KENNETT, MO. -- I think it's safe to say that either Bob Holden or Jim Talent will be our next governor, and it's probably even safer to state that on Wednesday morning, Nov. 8, some 5.4 million of us Missourians will awaken with the same questions:
"What is our next governor really like, and what does he really intend to accomplish?"
Between now and the November election, we're not going to get many satisfactory answers to either of these two questions. Even if we happen to encounter one or both of the candidates between now and the general election, the few minutes we may spend visiting with either or both will hardly reveal what kind of an administration we'll have in Jefferson City starting next January.
If your response to this problem is that it's no big deal, think again. No elected official, whether president of the United States or the sheriff of your county has more influence on how you will fare for the next four years than our state's chief executive. After all, state government has much more effect on how you lead your daily life than any other jurisdiction because it impacts on virtually everything you do in public, and on many events in your private life.
Consider that this multibillion-dollar enterprise regulates not only your conduct once you leave your home and drive your car, but whether your children receive the kind of education that will prepare them for the future. The state has an increasingly invasive control over the medical services that are available to you and your family. It is the primary source of all mental health care in Missouri, whether your problem is a personality disorder or drug addiction.
The state regulates your business and takes a sizable chunk of any profit you're fortunate enough to make. It dictates the standards of safety in your home, your business and in your shopping mall. It sets the tax rates for almost every retail purchase you make, every gallon of gasoline you purchase and even oversees the rates you pay for such services as insurance, health care, investments and even how much you divvy up for that last speeding ticket.
Even if you don't venture far from home, the state not only controls the highways you use but is responsible for building them as well. The quality of its transportation system depends on whether the trucks that bring the food you buy at the supermarket arrive on time. It even checks the scales at the meat and produce counters to determine whether you're getting full value, and it decides whether the food you buy meets the quality standards it has set for meat and other perishable foods.
The state operates the overriding law enforcement agencies that more or less dictate the law-and-order of your community, and whether the agency is the Highway Patrol or the State Fire Marshal or the National Guard it impacts on your daily life.
Generally unrecognized by the public at large is the influence the state has on family life. Dysfunctional families quickly come within the purview of the Department of Social services, which has virtually unlimited power in deciding the fate of your children, even the power to remove them from your care, a power the state exercises every day of the year. Talk about influence!
In case you haven't recognized it, the state is the 800-pound gorilla when it comes to deciding the question of how your children are educated. From classroom rules to teacher certification to supplying huge portions of your local district's annual budget, the state not only call the tune -- it writes and prints and music, organizes the band and tells you when you may hear the concert. If the state defaults on its regular checks to your neighborhood school, your children will be hanging around the house a lot more than you even imagined.
And just in case you believe your child or children need a college education, the state offers you unbelievable opportunities at costs that simply aren't available from any other source. If the millions the state spends on operating a sizable network of colleges and universities were to stop, the ability to pay for the higher education of even one of your children would be dramatically restricted.
Whether you want information on the kind of insurance the salesman is offering you or need to verify that you were actually born or married or the day your grandfather died, or whether the way coming from the faucet is safe to drink or when you can go fishing or hunting or when and how yo vote or whether you're permitted to drive or drink alcoholic beverages or board a casino, the man to see is not the President of the United States or your friendly member of the U.S. Congress.
The "man" is the governor of Missouri, the guy in Jefferson City, the person whose name you may be able to spell but probably couldn't recognize if you met him tomorrow on Main Street.
Is the candidate you have decided to support qualified by experience and education?
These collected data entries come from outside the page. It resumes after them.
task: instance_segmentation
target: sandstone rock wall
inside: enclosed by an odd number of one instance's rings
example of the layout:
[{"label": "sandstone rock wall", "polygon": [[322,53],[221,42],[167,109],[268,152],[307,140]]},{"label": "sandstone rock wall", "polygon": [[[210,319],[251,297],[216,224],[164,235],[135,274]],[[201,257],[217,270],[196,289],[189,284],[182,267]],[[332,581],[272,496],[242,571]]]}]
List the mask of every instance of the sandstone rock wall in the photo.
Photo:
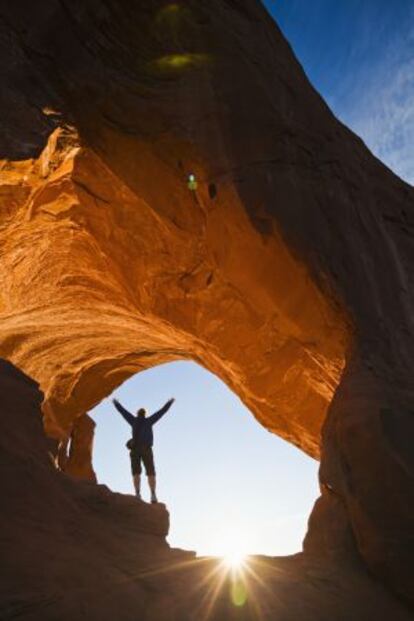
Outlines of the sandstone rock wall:
[{"label": "sandstone rock wall", "polygon": [[324,424],[322,483],[412,599],[414,190],[256,0],[0,14],[0,352],[48,432],[191,357],[314,456]]},{"label": "sandstone rock wall", "polygon": [[79,416],[75,420],[70,435],[65,472],[79,479],[96,483],[96,475],[92,467],[95,426],[95,421],[87,414]]}]

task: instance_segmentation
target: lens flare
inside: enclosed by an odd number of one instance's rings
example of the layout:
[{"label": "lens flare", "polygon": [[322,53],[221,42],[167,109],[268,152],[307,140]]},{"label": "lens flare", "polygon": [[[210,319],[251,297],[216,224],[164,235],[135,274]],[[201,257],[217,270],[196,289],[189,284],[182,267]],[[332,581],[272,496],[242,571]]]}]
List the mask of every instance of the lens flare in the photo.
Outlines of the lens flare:
[{"label": "lens flare", "polygon": [[233,606],[242,608],[247,602],[247,588],[246,584],[240,578],[232,580],[230,587],[230,599]]},{"label": "lens flare", "polygon": [[228,577],[230,601],[236,608],[242,608],[247,602],[247,556],[241,550],[234,549],[223,557],[223,564]]},{"label": "lens flare", "polygon": [[209,63],[207,54],[167,54],[149,63],[149,67],[163,73],[181,73],[189,69],[197,69]]}]

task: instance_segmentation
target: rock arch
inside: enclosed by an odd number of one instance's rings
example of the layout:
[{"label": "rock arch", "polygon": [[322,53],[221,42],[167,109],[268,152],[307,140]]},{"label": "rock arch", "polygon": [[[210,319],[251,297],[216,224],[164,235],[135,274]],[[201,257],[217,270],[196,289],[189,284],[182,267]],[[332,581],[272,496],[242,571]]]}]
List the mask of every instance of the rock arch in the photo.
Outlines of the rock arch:
[{"label": "rock arch", "polygon": [[0,354],[56,438],[182,357],[314,456],[324,424],[324,502],[412,597],[414,191],[259,2],[174,6],[1,9]]}]

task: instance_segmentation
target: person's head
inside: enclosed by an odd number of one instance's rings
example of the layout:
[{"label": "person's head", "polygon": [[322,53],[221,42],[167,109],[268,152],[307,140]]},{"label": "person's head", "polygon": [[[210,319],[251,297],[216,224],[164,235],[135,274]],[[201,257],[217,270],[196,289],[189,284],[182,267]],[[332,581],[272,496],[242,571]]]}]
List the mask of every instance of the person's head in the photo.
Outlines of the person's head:
[{"label": "person's head", "polygon": [[139,410],[137,410],[137,416],[142,416],[143,418],[145,418],[146,415],[147,410],[145,408],[139,408]]}]

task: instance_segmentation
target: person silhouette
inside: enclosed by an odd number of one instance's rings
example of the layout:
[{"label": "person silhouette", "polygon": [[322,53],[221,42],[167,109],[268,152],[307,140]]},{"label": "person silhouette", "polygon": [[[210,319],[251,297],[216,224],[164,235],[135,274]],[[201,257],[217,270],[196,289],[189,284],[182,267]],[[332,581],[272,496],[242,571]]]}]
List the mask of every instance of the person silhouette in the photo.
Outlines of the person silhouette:
[{"label": "person silhouette", "polygon": [[148,485],[151,490],[151,502],[158,502],[156,493],[156,474],[154,465],[154,433],[153,426],[164,416],[174,403],[175,399],[169,399],[167,403],[151,416],[147,416],[145,408],[139,408],[134,416],[126,410],[117,399],[112,399],[112,403],[123,416],[126,422],[132,427],[132,438],[127,442],[131,459],[131,471],[134,481],[135,495],[141,499],[141,473],[144,464],[145,473],[148,478]]}]

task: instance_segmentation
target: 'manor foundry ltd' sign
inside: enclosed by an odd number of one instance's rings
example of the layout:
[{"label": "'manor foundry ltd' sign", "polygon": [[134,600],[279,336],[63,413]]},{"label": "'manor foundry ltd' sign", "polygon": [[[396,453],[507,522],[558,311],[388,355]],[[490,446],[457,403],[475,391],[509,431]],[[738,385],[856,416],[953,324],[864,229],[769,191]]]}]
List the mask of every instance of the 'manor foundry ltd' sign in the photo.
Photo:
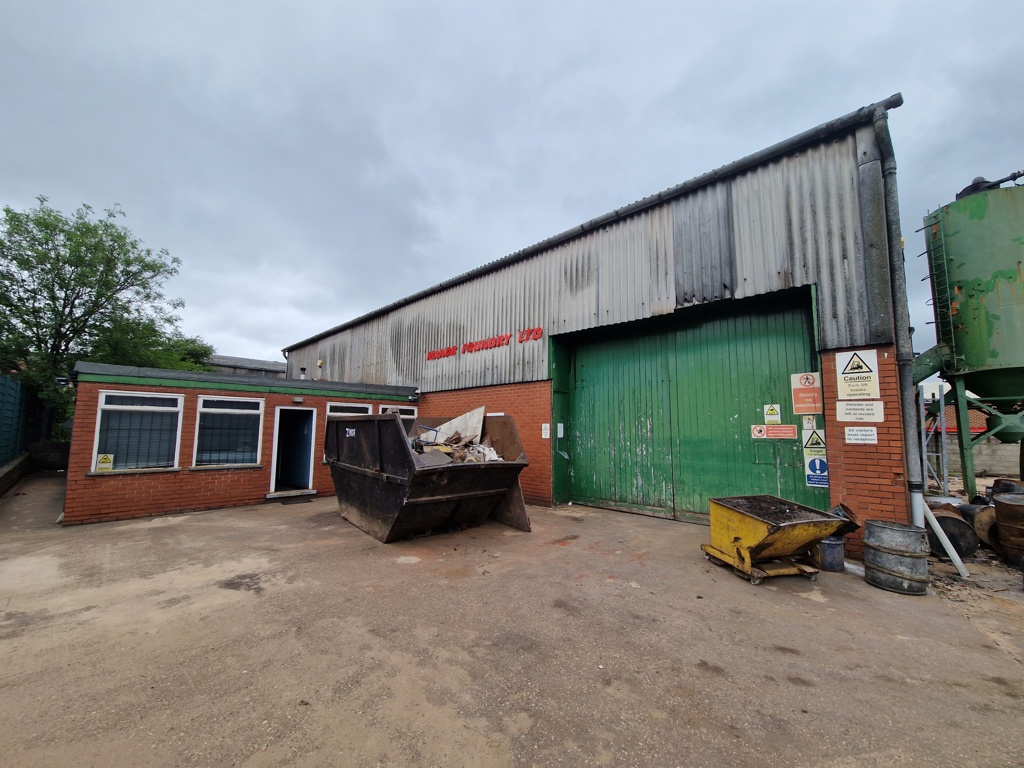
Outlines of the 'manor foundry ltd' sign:
[{"label": "'manor foundry ltd' sign", "polygon": [[[519,332],[517,341],[520,344],[525,344],[528,341],[540,341],[542,338],[544,338],[543,328],[527,328],[525,331]],[[485,349],[494,349],[495,347],[507,347],[511,340],[511,333],[503,333],[498,336],[491,336],[488,339],[467,341],[461,346],[454,344],[450,347],[444,347],[443,349],[432,349],[427,352],[427,360],[440,360],[445,357],[455,357],[458,354],[465,355],[470,352],[481,352]]]}]

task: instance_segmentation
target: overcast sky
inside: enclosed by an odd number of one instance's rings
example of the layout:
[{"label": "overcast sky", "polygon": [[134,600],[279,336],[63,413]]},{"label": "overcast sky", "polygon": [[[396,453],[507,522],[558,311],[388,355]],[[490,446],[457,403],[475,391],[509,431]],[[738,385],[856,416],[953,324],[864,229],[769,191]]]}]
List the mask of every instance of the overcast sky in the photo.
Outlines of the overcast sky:
[{"label": "overcast sky", "polygon": [[0,204],[114,203],[182,329],[289,344],[901,91],[922,216],[1024,167],[1024,3],[0,0]]}]

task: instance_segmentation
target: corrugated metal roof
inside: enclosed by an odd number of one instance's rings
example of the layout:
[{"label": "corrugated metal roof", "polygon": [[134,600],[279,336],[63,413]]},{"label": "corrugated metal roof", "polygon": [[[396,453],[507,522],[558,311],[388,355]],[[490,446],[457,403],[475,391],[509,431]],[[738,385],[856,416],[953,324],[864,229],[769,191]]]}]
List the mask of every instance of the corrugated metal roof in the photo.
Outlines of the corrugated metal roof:
[{"label": "corrugated metal roof", "polygon": [[283,360],[257,360],[252,357],[232,357],[231,355],[210,355],[211,365],[225,368],[246,368],[253,371],[278,371],[284,373],[288,365]]}]

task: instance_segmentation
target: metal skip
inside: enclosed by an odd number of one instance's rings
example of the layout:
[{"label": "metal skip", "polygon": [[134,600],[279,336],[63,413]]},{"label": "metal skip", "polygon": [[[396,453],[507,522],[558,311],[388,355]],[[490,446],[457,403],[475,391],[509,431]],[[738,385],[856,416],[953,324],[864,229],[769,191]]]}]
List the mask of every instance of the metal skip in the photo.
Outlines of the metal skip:
[{"label": "metal skip", "polygon": [[421,419],[410,436],[397,414],[329,417],[324,455],[341,516],[384,543],[468,528],[488,518],[530,530],[519,485],[528,462],[511,417],[475,421],[480,434],[472,436],[474,445],[496,454],[483,460],[453,461],[443,451],[413,449],[424,434],[435,439],[446,421]]},{"label": "metal skip", "polygon": [[857,524],[828,512],[776,496],[733,496],[711,499],[711,543],[701,544],[704,556],[717,560],[760,584],[768,576],[804,575],[809,551],[828,536],[842,536]]}]

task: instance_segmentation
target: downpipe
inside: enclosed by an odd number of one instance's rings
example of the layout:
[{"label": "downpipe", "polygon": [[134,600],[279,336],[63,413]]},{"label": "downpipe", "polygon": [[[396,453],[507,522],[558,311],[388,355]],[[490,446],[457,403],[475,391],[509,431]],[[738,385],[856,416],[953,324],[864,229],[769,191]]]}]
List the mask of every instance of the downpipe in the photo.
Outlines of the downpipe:
[{"label": "downpipe", "polygon": [[896,366],[899,371],[900,405],[903,410],[903,444],[907,465],[907,490],[910,492],[910,522],[919,528],[925,522],[932,527],[957,572],[967,578],[960,555],[939,526],[935,515],[924,503],[924,475],[921,469],[921,445],[917,440],[917,401],[914,386],[914,346],[910,338],[910,307],[907,304],[907,274],[904,269],[903,236],[900,228],[899,192],[896,186],[896,155],[889,134],[888,111],[875,110],[875,135],[882,156],[882,189],[885,197],[885,221],[889,251],[889,280],[892,286],[893,320],[896,326]]}]

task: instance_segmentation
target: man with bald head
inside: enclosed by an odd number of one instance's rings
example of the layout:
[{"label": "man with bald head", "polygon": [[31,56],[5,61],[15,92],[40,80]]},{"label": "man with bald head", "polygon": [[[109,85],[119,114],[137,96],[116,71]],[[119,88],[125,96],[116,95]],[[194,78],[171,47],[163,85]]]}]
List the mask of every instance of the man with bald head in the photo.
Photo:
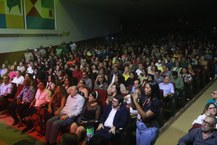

What are his views on any of the above subjects? Does he favor more or less government and, if so, what does he want to add or subtract from Missouri's menu of public services?
Missouri has been fortunate in having a few outstanding governors, a few more good governors and, unfortunately, some poor or indifferent chief executives. The latter group explains why Missouri is too often listed among the middling states in everything from median income to job opportunities to school test scores.
The candidate you support for governor doesn't count? Don't bet your future on it.
~Jack Stapleton is the editor of Missouri News and Editorial Service.